A well-known problem, even called the “dark matter of AI”. There are interesting approaches to the solution, which describes an attempt to combine symbolic (logical) AI and neural network approaches. But it is an attempt to go backwards instead of forward. The problem is that “common sense” is an implicit knowledge of the world which was not on the training dataset. Nobody even pronounces such banalities, they are recognized at the age of 4-6 when they can’t write yet. The loud failures of the Kompreno and Cyc projects show that it is impossible to describe all facts clearly. They are somehow deduced on the fly. There are no good ideas for a solution yet, except the dictionary restriction. For example, a “schoolboy” should “lead” such “filters” on the vocabulary of the answer so that the chosen variants do not contain the words “army” or “marriage” if it is about him, and not about the presence of his elder brother at the wedding. How to do this in NN is not (I) clear.
3.-A equally important problem, and possibly related to the previous is the problem of building reasoning.
Neural networks do not know how to make syllogisms, i.e. the simplest conclusions with consistent reasoning (intermediate conclusions). The same problem, on the other hand, is the impossibility to pursue the goal of reasoning or even to stick to a certain meaning. GPT can build a news text on a given topic, but it is useless for it to say, “write a news to defame X”. In the best case, it will write about vilification by others, and explicitly, not like us humans, between the lines. The conclusion of syllogism is also a goal – it is necessary to correlate the premises with the conclusion. To have it in mind at the first statement (premise). It is not even clear yet which side to put it on the net. Maybe, who knows?
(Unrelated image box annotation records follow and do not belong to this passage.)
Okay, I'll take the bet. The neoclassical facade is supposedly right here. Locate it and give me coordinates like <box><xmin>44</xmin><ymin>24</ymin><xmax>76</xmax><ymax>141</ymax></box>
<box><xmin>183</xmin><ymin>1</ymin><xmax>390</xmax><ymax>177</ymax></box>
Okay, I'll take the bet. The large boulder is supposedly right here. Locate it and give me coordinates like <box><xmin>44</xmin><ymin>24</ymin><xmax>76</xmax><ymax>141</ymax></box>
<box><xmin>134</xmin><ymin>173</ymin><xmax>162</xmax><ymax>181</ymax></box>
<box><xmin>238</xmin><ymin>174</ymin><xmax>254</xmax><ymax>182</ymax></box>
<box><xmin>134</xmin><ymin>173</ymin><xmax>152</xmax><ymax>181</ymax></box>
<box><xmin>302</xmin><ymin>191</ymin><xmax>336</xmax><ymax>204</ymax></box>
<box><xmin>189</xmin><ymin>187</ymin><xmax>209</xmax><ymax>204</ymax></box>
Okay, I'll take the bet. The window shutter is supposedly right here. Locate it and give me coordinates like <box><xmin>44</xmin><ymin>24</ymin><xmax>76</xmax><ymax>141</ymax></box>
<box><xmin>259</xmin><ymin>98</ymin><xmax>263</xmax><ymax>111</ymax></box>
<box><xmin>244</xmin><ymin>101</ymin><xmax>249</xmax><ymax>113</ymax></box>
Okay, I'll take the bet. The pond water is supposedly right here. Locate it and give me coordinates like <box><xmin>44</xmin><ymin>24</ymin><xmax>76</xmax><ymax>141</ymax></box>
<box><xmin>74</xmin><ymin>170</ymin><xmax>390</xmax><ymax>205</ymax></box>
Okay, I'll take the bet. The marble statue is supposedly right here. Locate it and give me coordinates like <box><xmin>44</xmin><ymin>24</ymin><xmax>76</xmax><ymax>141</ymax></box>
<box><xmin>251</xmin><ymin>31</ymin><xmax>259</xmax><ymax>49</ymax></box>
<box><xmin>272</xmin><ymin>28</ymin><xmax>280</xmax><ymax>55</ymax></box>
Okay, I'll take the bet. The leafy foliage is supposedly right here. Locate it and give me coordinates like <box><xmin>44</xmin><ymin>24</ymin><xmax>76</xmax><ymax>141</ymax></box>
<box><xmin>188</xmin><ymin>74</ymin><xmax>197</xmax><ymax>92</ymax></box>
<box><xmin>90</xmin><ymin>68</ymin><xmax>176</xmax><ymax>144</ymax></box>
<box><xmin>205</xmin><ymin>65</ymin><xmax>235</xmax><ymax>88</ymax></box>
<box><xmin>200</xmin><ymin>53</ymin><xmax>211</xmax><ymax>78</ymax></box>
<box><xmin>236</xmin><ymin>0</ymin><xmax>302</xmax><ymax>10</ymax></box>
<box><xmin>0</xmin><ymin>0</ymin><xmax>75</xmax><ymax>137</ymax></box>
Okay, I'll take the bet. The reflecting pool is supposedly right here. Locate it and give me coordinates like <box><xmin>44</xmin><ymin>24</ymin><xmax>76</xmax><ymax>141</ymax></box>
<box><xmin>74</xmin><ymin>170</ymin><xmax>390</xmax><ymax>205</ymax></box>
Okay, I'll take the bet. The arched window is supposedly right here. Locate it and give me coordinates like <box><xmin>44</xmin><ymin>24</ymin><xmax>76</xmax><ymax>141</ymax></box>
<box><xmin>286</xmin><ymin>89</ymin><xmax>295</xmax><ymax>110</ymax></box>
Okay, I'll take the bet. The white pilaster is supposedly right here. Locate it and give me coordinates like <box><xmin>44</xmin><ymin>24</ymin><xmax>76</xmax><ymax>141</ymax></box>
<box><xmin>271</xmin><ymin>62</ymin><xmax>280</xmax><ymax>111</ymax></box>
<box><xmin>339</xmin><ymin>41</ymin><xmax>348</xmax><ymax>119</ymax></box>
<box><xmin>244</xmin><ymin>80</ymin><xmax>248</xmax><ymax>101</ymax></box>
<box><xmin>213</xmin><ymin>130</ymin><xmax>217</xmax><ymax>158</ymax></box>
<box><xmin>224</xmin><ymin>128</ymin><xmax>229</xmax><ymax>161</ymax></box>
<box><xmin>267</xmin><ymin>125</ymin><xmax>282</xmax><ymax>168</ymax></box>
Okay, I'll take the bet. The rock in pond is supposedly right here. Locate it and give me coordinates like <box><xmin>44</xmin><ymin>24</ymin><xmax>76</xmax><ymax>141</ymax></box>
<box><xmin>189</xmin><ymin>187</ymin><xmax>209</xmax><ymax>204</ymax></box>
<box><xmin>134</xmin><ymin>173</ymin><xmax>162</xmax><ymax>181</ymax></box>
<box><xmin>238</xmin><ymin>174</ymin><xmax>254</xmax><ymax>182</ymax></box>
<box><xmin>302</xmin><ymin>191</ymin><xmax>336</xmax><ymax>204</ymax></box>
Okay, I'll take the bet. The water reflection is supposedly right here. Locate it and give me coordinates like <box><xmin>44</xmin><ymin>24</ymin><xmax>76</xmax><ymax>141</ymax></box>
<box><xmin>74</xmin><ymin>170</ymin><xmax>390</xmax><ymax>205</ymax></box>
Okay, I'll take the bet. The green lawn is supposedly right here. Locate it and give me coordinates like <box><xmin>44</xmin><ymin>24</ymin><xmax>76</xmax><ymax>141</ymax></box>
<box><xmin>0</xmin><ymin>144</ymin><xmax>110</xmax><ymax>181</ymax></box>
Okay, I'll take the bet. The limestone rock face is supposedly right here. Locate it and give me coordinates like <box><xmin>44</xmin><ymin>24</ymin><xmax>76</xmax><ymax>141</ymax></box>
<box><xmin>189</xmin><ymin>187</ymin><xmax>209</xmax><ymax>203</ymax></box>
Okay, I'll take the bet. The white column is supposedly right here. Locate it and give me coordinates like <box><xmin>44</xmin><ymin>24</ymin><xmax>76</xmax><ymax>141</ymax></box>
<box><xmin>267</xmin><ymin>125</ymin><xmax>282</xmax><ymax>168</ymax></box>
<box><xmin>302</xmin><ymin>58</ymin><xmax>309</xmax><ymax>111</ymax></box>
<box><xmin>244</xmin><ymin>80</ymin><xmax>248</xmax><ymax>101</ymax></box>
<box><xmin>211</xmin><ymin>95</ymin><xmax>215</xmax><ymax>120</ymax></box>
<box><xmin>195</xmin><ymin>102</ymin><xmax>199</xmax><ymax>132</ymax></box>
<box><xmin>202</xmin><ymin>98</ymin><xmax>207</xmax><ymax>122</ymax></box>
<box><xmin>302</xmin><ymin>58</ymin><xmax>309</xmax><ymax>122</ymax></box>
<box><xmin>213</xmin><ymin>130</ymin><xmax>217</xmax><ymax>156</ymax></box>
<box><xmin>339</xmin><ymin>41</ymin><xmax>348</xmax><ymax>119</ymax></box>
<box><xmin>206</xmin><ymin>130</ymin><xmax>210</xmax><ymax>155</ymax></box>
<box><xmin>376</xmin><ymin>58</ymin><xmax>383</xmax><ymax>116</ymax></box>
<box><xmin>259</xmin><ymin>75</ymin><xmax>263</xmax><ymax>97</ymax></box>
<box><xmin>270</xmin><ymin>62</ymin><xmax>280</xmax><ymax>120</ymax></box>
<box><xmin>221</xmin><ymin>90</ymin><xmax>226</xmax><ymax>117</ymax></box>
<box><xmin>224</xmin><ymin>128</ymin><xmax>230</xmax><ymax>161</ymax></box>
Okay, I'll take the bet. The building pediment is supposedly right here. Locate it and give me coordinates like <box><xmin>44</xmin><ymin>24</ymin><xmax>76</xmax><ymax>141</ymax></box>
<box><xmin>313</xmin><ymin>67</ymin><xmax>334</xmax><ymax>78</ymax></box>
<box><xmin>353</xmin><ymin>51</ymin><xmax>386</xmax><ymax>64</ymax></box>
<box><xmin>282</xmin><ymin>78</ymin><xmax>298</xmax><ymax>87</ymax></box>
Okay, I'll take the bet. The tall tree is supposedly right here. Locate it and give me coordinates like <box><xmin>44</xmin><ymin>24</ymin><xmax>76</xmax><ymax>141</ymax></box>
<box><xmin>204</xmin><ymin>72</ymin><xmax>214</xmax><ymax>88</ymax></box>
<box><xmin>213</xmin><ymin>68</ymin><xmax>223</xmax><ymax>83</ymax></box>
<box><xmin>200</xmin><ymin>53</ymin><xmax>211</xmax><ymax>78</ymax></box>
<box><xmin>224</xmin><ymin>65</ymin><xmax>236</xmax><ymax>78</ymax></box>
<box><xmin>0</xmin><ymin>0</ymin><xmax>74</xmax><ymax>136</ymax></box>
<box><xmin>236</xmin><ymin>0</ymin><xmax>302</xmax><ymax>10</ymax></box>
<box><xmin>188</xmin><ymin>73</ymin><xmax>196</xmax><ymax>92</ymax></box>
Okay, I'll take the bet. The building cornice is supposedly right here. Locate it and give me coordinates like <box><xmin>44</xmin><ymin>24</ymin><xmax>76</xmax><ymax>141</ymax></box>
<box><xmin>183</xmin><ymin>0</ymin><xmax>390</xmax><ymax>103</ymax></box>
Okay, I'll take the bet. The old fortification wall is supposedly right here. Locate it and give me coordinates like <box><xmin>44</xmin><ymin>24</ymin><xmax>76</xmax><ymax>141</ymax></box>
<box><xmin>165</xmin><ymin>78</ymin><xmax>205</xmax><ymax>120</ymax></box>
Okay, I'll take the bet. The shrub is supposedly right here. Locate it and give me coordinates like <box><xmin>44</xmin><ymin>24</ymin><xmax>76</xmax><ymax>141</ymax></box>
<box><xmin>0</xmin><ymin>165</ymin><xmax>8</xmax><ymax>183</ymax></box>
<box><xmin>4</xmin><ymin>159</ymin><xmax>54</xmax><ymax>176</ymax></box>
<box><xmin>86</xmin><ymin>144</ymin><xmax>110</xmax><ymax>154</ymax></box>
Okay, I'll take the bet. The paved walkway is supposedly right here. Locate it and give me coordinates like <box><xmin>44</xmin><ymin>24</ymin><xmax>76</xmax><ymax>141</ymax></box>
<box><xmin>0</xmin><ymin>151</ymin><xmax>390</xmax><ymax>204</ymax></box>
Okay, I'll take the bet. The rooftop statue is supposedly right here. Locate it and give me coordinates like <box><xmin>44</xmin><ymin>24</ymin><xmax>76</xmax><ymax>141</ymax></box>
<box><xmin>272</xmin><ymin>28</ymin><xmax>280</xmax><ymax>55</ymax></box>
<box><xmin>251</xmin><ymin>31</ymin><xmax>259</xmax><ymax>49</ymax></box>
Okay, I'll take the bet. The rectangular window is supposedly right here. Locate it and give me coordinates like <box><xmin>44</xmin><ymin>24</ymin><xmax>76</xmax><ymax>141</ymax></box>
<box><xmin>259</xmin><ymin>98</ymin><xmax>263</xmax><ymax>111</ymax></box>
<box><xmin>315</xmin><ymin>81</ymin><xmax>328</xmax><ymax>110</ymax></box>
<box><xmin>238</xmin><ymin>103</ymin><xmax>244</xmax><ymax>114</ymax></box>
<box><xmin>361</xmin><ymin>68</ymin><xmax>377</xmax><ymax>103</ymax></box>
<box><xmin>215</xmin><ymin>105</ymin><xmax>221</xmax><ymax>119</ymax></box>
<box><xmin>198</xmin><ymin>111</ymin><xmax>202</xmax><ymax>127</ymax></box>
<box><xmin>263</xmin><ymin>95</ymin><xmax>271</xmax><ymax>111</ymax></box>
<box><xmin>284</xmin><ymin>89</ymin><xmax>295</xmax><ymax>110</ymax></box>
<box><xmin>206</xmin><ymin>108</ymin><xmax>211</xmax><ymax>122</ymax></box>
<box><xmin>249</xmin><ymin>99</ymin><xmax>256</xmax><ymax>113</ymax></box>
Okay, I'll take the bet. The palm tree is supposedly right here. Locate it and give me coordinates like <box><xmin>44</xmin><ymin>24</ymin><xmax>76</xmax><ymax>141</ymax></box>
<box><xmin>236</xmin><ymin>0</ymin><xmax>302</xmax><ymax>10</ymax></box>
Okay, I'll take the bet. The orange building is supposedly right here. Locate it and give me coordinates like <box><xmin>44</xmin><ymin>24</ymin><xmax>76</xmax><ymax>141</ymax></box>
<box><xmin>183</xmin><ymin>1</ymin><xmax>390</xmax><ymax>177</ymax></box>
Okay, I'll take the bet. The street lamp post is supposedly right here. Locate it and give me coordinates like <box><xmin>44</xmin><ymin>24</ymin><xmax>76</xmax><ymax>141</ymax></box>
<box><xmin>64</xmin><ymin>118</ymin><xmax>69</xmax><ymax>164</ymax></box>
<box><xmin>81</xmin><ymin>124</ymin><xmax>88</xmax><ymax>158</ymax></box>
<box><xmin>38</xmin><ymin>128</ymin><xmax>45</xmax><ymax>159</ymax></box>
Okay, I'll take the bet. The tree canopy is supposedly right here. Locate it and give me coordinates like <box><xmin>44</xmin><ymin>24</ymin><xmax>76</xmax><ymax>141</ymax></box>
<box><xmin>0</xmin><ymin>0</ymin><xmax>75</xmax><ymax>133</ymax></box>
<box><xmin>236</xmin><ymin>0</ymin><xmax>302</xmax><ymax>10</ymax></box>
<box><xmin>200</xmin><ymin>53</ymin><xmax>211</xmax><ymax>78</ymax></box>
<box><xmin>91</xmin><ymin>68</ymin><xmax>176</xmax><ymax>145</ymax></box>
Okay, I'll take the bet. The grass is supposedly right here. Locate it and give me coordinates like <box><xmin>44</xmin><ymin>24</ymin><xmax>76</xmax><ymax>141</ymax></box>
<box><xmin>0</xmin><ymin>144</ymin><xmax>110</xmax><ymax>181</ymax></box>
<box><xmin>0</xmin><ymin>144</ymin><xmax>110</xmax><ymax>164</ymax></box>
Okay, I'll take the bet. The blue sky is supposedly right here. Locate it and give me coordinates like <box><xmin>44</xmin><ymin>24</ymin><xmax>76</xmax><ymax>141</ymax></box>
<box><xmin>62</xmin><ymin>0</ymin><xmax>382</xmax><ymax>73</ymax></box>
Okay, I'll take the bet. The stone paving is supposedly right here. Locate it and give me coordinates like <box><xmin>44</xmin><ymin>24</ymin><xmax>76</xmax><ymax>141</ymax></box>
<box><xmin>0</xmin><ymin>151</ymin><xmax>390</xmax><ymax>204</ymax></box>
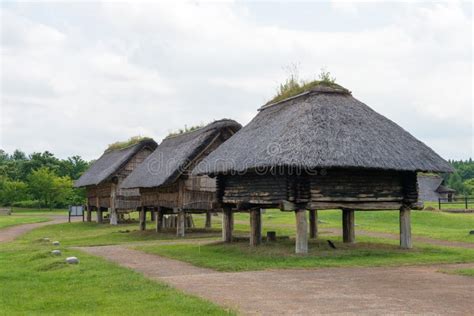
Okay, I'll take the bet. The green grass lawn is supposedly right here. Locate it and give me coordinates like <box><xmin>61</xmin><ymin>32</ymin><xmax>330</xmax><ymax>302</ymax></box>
<box><xmin>0</xmin><ymin>215</ymin><xmax>49</xmax><ymax>229</ymax></box>
<box><xmin>0</xmin><ymin>242</ymin><xmax>228</xmax><ymax>315</ymax></box>
<box><xmin>453</xmin><ymin>269</ymin><xmax>474</xmax><ymax>277</ymax></box>
<box><xmin>18</xmin><ymin>217</ymin><xmax>221</xmax><ymax>246</ymax></box>
<box><xmin>136</xmin><ymin>236</ymin><xmax>474</xmax><ymax>271</ymax></box>
<box><xmin>0</xmin><ymin>216</ymin><xmax>233</xmax><ymax>315</ymax></box>
<box><xmin>231</xmin><ymin>210</ymin><xmax>474</xmax><ymax>243</ymax></box>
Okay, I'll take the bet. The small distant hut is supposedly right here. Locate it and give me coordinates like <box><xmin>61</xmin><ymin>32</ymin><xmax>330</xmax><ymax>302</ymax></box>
<box><xmin>194</xmin><ymin>84</ymin><xmax>453</xmax><ymax>253</ymax></box>
<box><xmin>121</xmin><ymin>119</ymin><xmax>242</xmax><ymax>236</ymax></box>
<box><xmin>74</xmin><ymin>138</ymin><xmax>158</xmax><ymax>225</ymax></box>
<box><xmin>418</xmin><ymin>174</ymin><xmax>456</xmax><ymax>202</ymax></box>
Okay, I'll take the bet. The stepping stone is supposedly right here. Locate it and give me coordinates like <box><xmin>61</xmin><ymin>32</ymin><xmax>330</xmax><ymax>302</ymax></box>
<box><xmin>66</xmin><ymin>257</ymin><xmax>79</xmax><ymax>264</ymax></box>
4. And another problem, which is not even dark matter, but a black hole-I.
These are analogies and metaphors. AI understands everything only literally. It is useless for her to say, “similar to X. The network may complement the description, but it does not describe the analogue. Maybe it is just a problem of the corresponding dataset. But it seems to me that it is deeper and shows the root “flaw” of the present AI architectures as well as p.3. Our language is metaphorical, hence the “curse of linguists” – a homonymy. The same lexemes through metaphors are used in a pile of different “concepts”. And we can easily navigate this. This is partly solved in the problem of determining the intents, but again it is the definition of “topic”, not the whole concept, consisting not only of the name of the intent and associated with no patterns of answers as in bots.
So far, these four are enough for discussion, although there are more private but no less important problems in building bots, for example. It is enough to communicate with Alice and they become intuitively obvious. But their wording is not so simple – to guess what the problem is means to guess and how to solve it. It’s more difficult.